The reason I love John's description of John the Baptist's calling is because it's actually our calling too. You and I stand in the direct lineage of Way-preparers like John the Baptist and our greatest pursuit must always be a higher and deeper knowledge - a knowledge of the heart, not just the mind - of that Life which is Light.
Consider King David's understanding of the Life, the Light, the Love of God from Psalm 36:
Your steadfast love, O Lord, extends to the heavens,
your faithfulness to the clouds.
Your righteousness is like the mountains of God;
your judgments are like the great deep;
man and beast you save, O Lord.
How precious is your steadfast love, O God!
The children of mankind take refuge in the shadow of your wings.
They feast on the abundance of your house,
and you give them drink from the river of your delights.

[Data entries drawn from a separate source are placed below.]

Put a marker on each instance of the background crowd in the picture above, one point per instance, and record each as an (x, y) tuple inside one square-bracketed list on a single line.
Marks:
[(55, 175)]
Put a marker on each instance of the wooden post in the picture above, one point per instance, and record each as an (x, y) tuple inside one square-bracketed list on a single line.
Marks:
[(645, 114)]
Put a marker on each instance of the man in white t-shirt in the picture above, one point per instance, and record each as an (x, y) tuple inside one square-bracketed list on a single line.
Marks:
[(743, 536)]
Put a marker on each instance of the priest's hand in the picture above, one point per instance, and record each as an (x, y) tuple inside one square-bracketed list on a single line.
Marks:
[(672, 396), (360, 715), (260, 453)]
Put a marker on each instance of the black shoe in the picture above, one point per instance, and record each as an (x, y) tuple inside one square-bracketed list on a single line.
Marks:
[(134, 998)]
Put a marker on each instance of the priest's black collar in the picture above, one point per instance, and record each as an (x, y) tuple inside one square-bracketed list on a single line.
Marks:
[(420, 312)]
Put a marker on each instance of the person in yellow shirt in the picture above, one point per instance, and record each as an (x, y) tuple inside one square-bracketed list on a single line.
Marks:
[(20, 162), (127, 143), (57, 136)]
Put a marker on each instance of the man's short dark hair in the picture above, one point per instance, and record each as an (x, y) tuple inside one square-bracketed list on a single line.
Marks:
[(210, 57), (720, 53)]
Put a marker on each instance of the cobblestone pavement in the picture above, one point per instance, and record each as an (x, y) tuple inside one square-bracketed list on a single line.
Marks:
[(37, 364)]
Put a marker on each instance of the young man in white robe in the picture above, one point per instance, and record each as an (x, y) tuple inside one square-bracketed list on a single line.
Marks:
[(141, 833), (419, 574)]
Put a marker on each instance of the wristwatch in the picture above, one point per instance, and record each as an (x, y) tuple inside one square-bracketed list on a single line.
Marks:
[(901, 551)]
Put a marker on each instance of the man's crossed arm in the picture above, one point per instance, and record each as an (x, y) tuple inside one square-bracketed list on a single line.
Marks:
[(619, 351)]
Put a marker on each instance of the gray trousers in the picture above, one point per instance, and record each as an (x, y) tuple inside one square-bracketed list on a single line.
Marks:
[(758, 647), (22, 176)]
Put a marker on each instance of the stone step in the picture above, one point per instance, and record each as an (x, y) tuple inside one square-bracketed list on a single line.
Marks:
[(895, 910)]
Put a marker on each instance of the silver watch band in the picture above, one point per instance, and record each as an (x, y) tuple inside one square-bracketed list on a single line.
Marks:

For with you is the fountain of life;
in your light do we see light.
As intimately as David knew the Light, we must know the Light. As recklessly as John the Baptist gave witness to the Light, so must we. It is Jesus Himself, by the power of the Holy Spirit, who gives us knowledge of His Life and Light, and then gives courage to proclaim Him. Rest in Him; learn from Him; then go!
2 Corinthians 13:3 - "The Christ you have to deal with is not a weak person outside you, but a tremendous power inside you."
It takes a real act of the will - or an almost unbelievable absence of mind - to forget about Someone who actually lives inside you! Brothers and Sisters, let's not miss Him for a moment today!
Had there been a third son in the Prodigal Son parable, one who did "correctly," what might his actions have looked like? It seems to me he would've simply been glued to the Father and emulating the exact things He was doing.
When out in the fields, out in the fields with Him.
When scanning the horizon, scanning the horizon with Him.
When running to the lost son, running to the lost son with Him.
When eating and dancing at the party, eating and dancing at the party with Him.
What's the use of of being in the Kingdom if we're off somewhere else, "slaving" like the older son? What's the use of having all the "property" and yet squandering it amidst the ways of this world? At the Father's side is the Kingdom, the work, the reunion, the joy, the party. There is nowhere else to be if we want Life.